Great job!
Thanks! Btw, I just did some testing with GLM-5.1, and found that I need to juice up the non-FFN tensors quite a bit, for the model to stay coherent at IQ1_S_R4. Good thing is that after the upsizing, I can now rely on your imatrix π
The resulting IQ1 quant of GLM-5.1 is undoubtedly the strongest model that I can run on 128GB RAM + 24GB VRAM. Will upload in a bit..
Yeah i believe I keep all always active tensors, attn/shexp/first 3 dense layers, at least iq6_k or better for GLM-5.1
For MiniMax I keep all those at full q8_0 given it doesn't have them all psure... you might perfectly fit an ~iq4_k sized new MiniMax-M2.7 on your 128gb + 24gb vram... it might be better than a dent headed GLM-5.1, but honestly i'm not sure... minimax would probably be faster haha...
I tested MiniMax M2 / M2.1 / M2.5 previously via API, and the results have been quite underwhelming. But I do see quite a few people in reddit who really like MiniMax. Too many different criteria to judge a model π
For now, I find the ranking from https://apex-testing.org/leaderboard to match very closely with my limited test results.
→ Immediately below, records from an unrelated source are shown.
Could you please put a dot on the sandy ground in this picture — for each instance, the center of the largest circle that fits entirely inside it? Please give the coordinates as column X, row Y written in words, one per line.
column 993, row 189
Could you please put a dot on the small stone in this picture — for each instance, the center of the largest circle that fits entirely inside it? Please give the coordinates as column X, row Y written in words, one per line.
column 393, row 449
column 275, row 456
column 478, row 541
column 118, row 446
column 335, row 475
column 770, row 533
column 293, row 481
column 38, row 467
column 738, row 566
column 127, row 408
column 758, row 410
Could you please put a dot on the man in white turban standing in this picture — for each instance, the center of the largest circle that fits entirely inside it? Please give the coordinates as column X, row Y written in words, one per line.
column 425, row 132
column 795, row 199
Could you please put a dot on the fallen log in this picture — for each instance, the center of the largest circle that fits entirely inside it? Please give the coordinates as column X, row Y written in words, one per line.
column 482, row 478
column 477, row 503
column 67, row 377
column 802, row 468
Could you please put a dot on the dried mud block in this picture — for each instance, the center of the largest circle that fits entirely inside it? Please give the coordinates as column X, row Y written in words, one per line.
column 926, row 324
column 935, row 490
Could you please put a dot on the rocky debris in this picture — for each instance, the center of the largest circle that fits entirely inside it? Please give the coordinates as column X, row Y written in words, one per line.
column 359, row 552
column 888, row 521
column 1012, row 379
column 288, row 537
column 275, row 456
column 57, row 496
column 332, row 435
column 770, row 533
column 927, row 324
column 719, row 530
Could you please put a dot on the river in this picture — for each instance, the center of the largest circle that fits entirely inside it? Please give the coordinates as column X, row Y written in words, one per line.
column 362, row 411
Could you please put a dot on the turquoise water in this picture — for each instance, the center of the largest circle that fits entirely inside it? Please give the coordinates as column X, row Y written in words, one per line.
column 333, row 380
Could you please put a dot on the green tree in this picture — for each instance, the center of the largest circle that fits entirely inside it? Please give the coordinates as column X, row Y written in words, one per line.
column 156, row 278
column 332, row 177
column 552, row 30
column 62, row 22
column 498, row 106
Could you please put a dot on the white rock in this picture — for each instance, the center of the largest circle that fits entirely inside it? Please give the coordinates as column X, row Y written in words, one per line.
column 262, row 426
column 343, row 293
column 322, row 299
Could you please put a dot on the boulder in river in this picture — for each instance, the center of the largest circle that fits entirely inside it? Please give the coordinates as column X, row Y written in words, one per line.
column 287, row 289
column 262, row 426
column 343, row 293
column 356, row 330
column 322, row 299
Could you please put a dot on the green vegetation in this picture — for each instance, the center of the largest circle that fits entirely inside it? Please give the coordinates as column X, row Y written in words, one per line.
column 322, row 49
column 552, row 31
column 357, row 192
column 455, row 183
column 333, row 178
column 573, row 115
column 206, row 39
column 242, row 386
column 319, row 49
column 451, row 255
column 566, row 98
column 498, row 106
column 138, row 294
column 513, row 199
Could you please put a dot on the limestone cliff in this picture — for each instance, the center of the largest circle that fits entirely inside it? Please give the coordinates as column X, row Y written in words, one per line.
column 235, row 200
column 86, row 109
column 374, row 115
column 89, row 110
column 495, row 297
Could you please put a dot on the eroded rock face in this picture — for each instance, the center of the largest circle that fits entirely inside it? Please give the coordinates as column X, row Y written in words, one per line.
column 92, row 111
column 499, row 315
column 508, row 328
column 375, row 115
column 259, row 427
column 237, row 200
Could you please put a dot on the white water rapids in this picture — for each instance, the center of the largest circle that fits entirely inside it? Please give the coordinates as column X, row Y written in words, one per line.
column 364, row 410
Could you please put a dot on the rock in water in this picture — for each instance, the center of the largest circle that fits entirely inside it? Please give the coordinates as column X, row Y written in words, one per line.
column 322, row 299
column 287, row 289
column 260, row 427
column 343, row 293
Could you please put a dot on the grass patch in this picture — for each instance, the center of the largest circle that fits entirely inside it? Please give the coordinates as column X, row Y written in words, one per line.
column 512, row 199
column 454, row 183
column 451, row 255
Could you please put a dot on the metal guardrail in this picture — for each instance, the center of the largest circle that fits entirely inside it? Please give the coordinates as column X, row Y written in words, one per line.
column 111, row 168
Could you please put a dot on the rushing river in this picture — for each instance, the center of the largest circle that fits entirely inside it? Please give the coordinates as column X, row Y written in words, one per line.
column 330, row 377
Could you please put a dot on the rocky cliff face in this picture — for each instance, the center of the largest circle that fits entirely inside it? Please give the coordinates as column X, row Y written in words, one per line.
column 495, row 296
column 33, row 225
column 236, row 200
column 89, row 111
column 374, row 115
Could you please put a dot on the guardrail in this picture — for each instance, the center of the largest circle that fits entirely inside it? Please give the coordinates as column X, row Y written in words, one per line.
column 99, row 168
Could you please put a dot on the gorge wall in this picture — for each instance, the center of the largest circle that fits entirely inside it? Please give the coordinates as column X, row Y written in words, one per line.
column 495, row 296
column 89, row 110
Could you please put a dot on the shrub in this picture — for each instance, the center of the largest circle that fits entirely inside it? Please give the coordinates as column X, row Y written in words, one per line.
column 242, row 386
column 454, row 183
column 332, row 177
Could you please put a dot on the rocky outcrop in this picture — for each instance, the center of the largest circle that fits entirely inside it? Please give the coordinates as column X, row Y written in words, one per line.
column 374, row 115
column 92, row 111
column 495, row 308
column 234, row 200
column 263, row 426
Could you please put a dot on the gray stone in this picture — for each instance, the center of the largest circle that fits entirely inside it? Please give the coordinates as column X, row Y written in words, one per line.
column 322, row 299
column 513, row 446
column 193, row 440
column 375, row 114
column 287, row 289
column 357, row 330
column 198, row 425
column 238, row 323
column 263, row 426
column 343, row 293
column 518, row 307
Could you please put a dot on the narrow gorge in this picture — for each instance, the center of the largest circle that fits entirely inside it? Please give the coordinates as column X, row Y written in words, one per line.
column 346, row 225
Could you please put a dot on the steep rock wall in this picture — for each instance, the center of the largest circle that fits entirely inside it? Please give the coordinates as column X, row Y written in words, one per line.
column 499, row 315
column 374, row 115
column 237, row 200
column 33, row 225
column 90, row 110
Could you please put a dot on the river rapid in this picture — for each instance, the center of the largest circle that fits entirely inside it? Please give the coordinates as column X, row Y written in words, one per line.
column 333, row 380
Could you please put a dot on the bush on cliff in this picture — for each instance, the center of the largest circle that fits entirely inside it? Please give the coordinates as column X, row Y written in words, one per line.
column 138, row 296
I actually started building a EPYC 9004 rig following the release of GLM-5 haha. It is going slowly, should be able to run smol-IQ2_KS at decent speed once it is done π€
Ooh nice, good luck with your new build! I've found having two models configured in opencode works pretty well. One fast one for stuff like making the title, and GLM-5.1 to do the smart stuff and delegate tasks to the fast one as needed. It is nice to dynamically enable/disable thinking from the client side as well as i show in this config snippet
That leaderboard looks fairly sane, though i don't have enough experience with some of the dense 27b / 31b size range to judge them against the bigger ~122b MoE (which i mainly use).
it is exciting we have a few open weights models that work quite well with local vibe coding though!